Our data seem to indicate that the presence of symptoms, diabetes and reduced ejection fraction are the most useful stratification parameters. Using the stratification methodology, the incidence of significant inducible ischemia rose up to 19.4% with respect to 7.69% of the same period of 2019 when no stratification was used. These data highlighted the reliability of the categorization in four groups of patients based on the urgency to assign test-priorities. None of the patients experienced complications. Short follow-up of patients discharged was carried by phone and no complaints were registered as well as absence of Covid-19 infection symptoms. On May 18, 2020 all the health personnels of nuclear cardiology department underwent serological tests testing IgG and IgM and none were positive.

Conclusion

The Nuclear Cardiology Team of Moncalieri Hospital is composed of a nuclear cardiologist, a nuclear doctor, a dedicated nurse and a nuclear technician. Strong collaboration of multidisciplinary teams is required to quickly design and apply a new safety protocol able to ensure continuous patient care during pandemic, protecting both health care professionals and patients without lengthening the waiting lists.

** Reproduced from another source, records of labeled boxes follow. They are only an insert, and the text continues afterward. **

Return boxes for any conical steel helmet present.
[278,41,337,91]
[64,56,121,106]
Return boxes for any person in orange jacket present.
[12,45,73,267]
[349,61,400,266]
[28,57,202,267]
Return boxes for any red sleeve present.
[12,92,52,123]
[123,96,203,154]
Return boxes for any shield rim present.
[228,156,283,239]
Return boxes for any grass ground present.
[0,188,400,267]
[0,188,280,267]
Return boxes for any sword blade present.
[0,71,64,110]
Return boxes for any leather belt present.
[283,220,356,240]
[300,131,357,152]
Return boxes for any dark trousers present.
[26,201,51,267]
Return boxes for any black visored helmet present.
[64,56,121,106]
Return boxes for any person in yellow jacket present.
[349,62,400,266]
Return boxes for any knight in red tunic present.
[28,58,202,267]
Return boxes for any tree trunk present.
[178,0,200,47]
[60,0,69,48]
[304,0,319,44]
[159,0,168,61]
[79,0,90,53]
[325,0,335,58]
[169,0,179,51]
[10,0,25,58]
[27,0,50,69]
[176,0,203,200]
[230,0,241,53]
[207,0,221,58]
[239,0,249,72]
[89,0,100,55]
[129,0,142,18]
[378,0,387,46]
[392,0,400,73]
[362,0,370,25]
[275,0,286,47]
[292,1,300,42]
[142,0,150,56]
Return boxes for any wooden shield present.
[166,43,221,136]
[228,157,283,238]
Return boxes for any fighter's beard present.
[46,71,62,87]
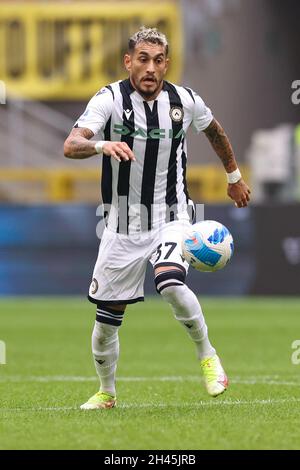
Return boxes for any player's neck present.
[130,78,164,101]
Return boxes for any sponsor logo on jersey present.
[91,278,99,294]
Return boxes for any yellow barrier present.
[0,1,182,100]
[0,165,249,204]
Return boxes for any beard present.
[134,80,162,99]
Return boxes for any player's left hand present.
[227,179,251,207]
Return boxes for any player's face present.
[124,42,169,100]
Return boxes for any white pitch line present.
[0,375,300,387]
[0,397,300,413]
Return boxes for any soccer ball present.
[182,220,234,272]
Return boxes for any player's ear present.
[124,54,131,72]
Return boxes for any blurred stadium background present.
[0,0,300,295]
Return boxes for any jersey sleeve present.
[192,91,213,134]
[74,87,113,135]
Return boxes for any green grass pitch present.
[0,298,300,450]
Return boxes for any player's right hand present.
[103,142,135,162]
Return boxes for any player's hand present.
[103,142,135,162]
[227,179,251,207]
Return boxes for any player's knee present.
[155,269,186,303]
[96,304,125,331]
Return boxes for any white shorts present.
[88,221,190,305]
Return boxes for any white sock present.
[92,321,119,396]
[161,284,216,360]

Following strict hygiene rules protocol during Covid-19 pandemic allowed our team to continue study all patients with necessity of performing stress tests avoiding diagnostic-therapeutic delay leading to an increased risk of life-threatening events. In fact, using the new stratification methodology, the incidence of significant inducible ischemia rose almost by 300% with respect to non-stratification period in 2019. Despite the difference in number of patients studied by Bourque et al., their incidence of significant ischemia shown with stress myocardial perfusion scintigraphy in diabetic patients, which are at high risk of cardiovascular events was of 5.7%, with respect to 19.6% when patients were stratified with our method.11 Also waiting list did not lengthen. Our experience in nuclear cardiology unit during active Covid-19 pandemic when no official recommendation had yet been published confirms that pursuing WHO recommendations and recent indication of ASNC and SNMMI is safe for both health providers and patients.

New Knowledge Gained

The presence of symptoms such as undefined dyspnea and/or precordial pain in patients with diabetes and reduced ejection fraction can be the most useful stratification parameters to select effectively patients to observe an increased incidence in inducible ischemia. Moreover, strict ad hoc hygiene protocol for Covid-19 pandemic avoids diagnostic-therapeutic delay and lengthening of waiting lists.